Anderson S, Talbird S, Fishman J. Cost per responder analysis for pegcetacoplan and eculizumab in the treatment of adults with paroxysmal nocturnal hemoglobinuria. Blood. 2021;138(Suppl 1):4956. doi: 10.1182/blood-2021-153190

BACKGROUND: In the absence of clinical guidelines for paroxysmal nocturnal hemoglobinuria (PNH), the European Society for Blood and Marrow Transplantation (EBMT) developed categories for classifying hematological response to complement inhibitor treatment (per Risitano AM, et al. Front Immunol. 2019;10:1157). These categories are: complete (no transfusions, normal stable Hb, and no evidence of hemolysis); major (no transfusions, normal Hb, but evidence of residual intravascular/extravascular hemolysis); good (no transfusions, but persistent chronic mild anemia); partial (persistent chronic moderate anemia and/or occasional red blood cell transfusions); minor (3-6 transfusions every 6 months); no response (>6 transfusions every 6 months). In the phase 3 PEGASUS trial (NCT03500549), 41 and 39 patients previously treated with C5 inhibitors with Hb<10.5 were randomized for treatment with pegcetacoplan or eculizumab, respectively.
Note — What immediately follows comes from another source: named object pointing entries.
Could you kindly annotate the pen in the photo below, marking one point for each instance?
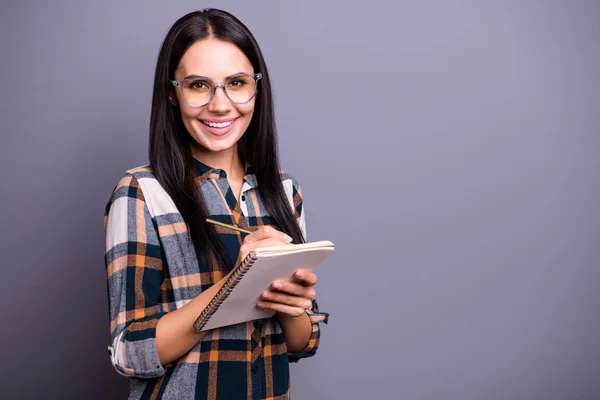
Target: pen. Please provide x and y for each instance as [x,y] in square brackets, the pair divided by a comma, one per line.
[235,228]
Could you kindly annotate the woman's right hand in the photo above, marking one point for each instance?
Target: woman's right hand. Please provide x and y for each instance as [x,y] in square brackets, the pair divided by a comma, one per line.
[265,236]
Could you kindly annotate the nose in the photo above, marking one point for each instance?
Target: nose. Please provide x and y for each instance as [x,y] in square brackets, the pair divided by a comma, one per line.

In a post hoc analysis of the 16-week PEGASUS data, patients were classified by EBMT category to compare hematologic responses of each treatment (per Risitano AM, et al. Blood. 2020; 136(Suppl1):44-5).

OBJECTIVES: The objective of this study was to evaluate the number needed to treat (NNT) and treatment costs of pegcetacoplan and eculizumab using EBMT response criteria.
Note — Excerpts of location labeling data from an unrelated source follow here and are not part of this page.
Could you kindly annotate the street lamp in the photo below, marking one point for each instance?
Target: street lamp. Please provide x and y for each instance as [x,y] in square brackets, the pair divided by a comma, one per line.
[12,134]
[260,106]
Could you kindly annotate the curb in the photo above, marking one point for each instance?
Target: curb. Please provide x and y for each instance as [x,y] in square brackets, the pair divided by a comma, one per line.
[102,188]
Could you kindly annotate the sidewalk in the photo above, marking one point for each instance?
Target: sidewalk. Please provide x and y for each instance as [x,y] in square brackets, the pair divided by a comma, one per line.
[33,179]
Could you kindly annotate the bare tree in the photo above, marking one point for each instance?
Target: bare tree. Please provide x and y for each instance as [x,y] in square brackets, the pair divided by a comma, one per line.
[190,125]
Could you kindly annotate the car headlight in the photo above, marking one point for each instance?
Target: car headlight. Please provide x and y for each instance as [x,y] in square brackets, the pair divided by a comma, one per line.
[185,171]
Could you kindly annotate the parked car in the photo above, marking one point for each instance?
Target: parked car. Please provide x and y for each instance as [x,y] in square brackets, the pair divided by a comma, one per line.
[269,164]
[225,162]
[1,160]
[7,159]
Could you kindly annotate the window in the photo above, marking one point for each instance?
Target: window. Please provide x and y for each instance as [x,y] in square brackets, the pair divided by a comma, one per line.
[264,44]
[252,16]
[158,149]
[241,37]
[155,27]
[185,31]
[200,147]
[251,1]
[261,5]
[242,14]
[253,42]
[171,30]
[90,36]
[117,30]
METHODS: The analysis used a United States payer perspective and included drug acquisition costs and associated intravenous or subcutaneous administration costs. Drug costs were calculated using dosages for each treatment as given in the PEGASUS trial, including dosage and frequency escalations. Weekly dosages were multiplied by each drug's wholesale acquisition costs from RedBook (2020 United States dollars). We calculated the following outcomes over 16 weeks and by treatment: NNT to achieve each level of response, mean cost per treated patient, total costs, mean cost per treated patient per week, cost per complete responder, cost per good responder, and cost spent on patients with partial/minor/no response. Additional analyses were conducted to calculate outcomes for treatment-naive patients treated with pegcetacoplan using similar post hoc analyses of combined 16-week data from the phase 1b-2a PADDOCK/PALOMINO (NCT02588833 and NCT03593200) trials.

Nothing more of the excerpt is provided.